Am 11. Dezember 321 erließ der römische Kaiser Constantin ein Edikt, das festlegte, dass Juden städtische Ämter in der Kurie, der Stadtverwaltung der römischen Colonia Agrippina (Köln), bekleiden dürfen und sollen. Diese Urkunde belegt, dass jüdische Gemeinden bereits seit der Spätantike wichtiger, integrativer Bestandteil der europäischen Kultur sind. Eine frühmittelalterliche Handschrift dieses Dokuments befindet sich heute im Vatikan und ist Zeugnis der mehr als 1700 Jahre alten jüdischen Geschichte in Deutschland. Dieses Festjahr wird bundesweit mit vielen Veranstaltungen begangen. Mit der Plakat-Kampagne „#beziehungsweise – jüdisch und christlich: näher als du denkst“ leisten die Kirchen dazu einen ökumenisch verantworteten Beitrag.

Im Namen der Deutschen Bischofskonferenz hat Bischof Dr. Ulrich Neymeyr in seiner Eigenschaft als Vorsitzender der Unterkommission für die religiösen Beziehungen zum Judentum um Unterstützung für die Kampagne geworben:
"Christen und Juden gehören zusammen! Diese Botschaft wollen wir in die Gemeinden bringen, in den Religionsunterricht, in die katholischen und evangelischen Schulen und in die Erwachsenenbildung. Deshalb bitte ich Sie: Machen Sie mit!"

 

 

Die Kampagne startet bundesweit im Januar 2021. Das Konzept erlaubt es aber durchaus auf lokaler Ebene später einzusteigen oder sich einzelne Themen herauszugreifen.  Sie soll über Kirchengemeinden, Schulen und andere interessierte Einrichtungen weit verbreitet werden.

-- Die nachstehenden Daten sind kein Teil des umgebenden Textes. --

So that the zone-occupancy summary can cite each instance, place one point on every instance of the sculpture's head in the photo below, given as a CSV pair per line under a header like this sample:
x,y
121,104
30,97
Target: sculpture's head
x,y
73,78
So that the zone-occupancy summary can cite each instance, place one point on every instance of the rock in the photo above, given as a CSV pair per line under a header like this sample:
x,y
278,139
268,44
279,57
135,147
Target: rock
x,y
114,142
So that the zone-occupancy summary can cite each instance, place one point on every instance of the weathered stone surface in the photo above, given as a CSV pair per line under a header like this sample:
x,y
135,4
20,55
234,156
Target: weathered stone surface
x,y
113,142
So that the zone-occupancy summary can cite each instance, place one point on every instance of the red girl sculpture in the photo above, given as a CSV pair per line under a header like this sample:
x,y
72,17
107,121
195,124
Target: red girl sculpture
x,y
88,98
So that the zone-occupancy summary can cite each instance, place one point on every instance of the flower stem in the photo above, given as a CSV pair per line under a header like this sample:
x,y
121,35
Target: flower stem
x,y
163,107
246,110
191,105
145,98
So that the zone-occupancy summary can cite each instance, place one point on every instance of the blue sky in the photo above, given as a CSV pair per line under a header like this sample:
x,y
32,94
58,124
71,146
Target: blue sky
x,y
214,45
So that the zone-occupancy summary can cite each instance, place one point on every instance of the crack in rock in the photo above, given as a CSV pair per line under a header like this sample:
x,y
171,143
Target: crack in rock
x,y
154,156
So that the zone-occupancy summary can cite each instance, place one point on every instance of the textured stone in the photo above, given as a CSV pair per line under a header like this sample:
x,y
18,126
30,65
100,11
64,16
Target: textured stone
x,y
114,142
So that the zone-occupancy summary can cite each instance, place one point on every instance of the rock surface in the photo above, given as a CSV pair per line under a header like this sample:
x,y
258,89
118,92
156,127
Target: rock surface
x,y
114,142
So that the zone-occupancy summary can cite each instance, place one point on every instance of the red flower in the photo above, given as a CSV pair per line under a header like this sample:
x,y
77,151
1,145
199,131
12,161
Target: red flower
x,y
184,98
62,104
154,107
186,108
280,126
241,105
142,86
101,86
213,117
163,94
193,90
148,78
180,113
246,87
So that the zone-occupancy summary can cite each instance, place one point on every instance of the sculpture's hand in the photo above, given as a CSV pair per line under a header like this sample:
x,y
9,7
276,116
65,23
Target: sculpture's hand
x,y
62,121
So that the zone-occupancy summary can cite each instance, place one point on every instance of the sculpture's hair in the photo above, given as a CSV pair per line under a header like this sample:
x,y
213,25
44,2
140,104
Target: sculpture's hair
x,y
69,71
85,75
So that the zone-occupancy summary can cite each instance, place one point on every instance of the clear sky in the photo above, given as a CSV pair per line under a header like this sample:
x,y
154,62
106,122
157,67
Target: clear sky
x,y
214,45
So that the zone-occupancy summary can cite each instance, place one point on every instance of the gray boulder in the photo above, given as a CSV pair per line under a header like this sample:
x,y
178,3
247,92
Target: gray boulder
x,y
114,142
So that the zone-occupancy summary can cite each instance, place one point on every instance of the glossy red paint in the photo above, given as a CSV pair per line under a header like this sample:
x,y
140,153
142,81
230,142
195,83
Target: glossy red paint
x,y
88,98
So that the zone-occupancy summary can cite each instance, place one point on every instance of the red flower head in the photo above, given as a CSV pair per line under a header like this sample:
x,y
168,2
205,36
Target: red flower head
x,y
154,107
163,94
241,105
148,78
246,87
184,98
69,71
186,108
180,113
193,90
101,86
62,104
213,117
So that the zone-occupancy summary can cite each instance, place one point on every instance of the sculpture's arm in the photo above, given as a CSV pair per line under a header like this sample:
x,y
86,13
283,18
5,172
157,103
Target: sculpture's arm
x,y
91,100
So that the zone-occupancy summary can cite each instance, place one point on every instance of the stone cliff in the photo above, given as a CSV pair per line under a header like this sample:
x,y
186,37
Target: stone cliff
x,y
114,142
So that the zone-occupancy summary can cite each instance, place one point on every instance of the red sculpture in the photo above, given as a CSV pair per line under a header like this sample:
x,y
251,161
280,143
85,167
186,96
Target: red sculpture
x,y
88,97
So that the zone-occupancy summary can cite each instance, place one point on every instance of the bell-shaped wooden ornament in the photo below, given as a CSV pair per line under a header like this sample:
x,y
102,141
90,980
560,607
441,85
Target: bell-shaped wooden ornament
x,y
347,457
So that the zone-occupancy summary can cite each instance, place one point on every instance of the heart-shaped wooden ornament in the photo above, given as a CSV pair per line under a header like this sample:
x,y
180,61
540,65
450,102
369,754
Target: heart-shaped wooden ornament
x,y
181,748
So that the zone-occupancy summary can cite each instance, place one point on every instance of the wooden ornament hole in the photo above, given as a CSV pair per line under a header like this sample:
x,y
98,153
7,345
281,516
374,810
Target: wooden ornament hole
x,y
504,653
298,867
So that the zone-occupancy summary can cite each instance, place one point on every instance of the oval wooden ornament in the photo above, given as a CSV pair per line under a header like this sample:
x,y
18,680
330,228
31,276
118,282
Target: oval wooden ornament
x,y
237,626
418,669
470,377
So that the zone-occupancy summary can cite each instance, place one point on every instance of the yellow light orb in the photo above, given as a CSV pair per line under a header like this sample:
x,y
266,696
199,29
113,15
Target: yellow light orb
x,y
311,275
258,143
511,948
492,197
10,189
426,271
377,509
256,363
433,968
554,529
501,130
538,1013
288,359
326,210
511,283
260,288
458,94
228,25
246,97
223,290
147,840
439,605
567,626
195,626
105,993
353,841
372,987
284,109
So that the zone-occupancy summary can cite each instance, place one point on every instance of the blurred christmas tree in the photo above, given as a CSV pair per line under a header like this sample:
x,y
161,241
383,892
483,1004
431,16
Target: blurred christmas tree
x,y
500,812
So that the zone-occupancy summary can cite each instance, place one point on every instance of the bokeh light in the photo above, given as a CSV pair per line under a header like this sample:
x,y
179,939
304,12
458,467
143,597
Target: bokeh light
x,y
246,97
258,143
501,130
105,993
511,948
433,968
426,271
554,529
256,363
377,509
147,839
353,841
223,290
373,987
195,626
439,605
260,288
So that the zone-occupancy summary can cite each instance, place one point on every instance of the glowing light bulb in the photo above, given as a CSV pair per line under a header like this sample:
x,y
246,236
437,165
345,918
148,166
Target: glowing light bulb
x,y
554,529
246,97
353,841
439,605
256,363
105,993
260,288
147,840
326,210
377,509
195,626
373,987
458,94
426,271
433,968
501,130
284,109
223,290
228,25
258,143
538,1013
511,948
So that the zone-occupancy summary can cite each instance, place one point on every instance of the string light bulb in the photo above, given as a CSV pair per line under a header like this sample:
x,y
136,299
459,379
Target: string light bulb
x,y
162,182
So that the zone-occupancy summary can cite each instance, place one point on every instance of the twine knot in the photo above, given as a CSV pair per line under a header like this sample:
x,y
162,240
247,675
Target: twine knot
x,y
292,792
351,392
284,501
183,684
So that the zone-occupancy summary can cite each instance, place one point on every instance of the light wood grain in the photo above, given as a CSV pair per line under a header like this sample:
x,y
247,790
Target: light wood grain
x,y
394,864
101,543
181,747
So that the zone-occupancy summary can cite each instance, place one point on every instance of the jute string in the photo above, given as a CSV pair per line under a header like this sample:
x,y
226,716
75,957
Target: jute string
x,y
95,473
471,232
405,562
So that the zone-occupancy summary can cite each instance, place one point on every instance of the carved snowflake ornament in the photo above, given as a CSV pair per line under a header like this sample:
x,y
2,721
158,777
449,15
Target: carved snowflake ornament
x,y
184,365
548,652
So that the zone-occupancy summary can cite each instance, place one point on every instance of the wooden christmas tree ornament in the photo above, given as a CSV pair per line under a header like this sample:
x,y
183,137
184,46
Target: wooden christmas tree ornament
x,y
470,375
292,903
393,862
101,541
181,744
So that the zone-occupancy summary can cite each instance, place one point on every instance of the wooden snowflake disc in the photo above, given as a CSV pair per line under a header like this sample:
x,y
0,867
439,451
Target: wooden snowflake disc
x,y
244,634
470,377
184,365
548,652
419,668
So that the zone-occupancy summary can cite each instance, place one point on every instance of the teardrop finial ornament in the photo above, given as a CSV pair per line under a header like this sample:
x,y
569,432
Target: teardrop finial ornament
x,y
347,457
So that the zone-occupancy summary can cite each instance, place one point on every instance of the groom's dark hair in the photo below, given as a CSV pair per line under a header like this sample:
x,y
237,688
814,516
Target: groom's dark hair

Orientiert am Jahreskreis und seinen Festen stehen Monatsblätter/ Plakate als Druckvorlagen zur Verfügung, die in kurzer Form auf Gemeinsamkeiten und Bezüge zwischen Judentum und Christentum hinweisen und monatlich wechselnd in Schaukästen, an schwarzen Brettern oder anderen prominenten Stellen präsentiert werden können. Eine Website, zu der auch ein QR-Code auf den Plakaten führt, sowie eine druckfähige Broschüre bieten weitere Informationen aus jüdischer und christlicher Perspektive. Es werden Anregungen und Impulse für Schule, Gemeinde und Erwachsenbildung bereitgestellt, die Bezüge zwischen den jüdischen und christlichen Traditionen aufzeigen. Zudem steht eine Powerpoint-Präsentation bereit, die ausführlich über die Kampagne informiert.

Ziel der Kampagne ist es,
Impulse zur Förderung des jüdisch-christlichen Miteinanders zu geben, Vorurteile gegenüber dem Judentum abzubauen, zur Wahrnehmung des gelebten jüdischen Glaubens und der Vielfalt jüdischen Lebens in Deutschlands anzuregen und so dem zunehmenden Antisemitismus entgegenzuwirken.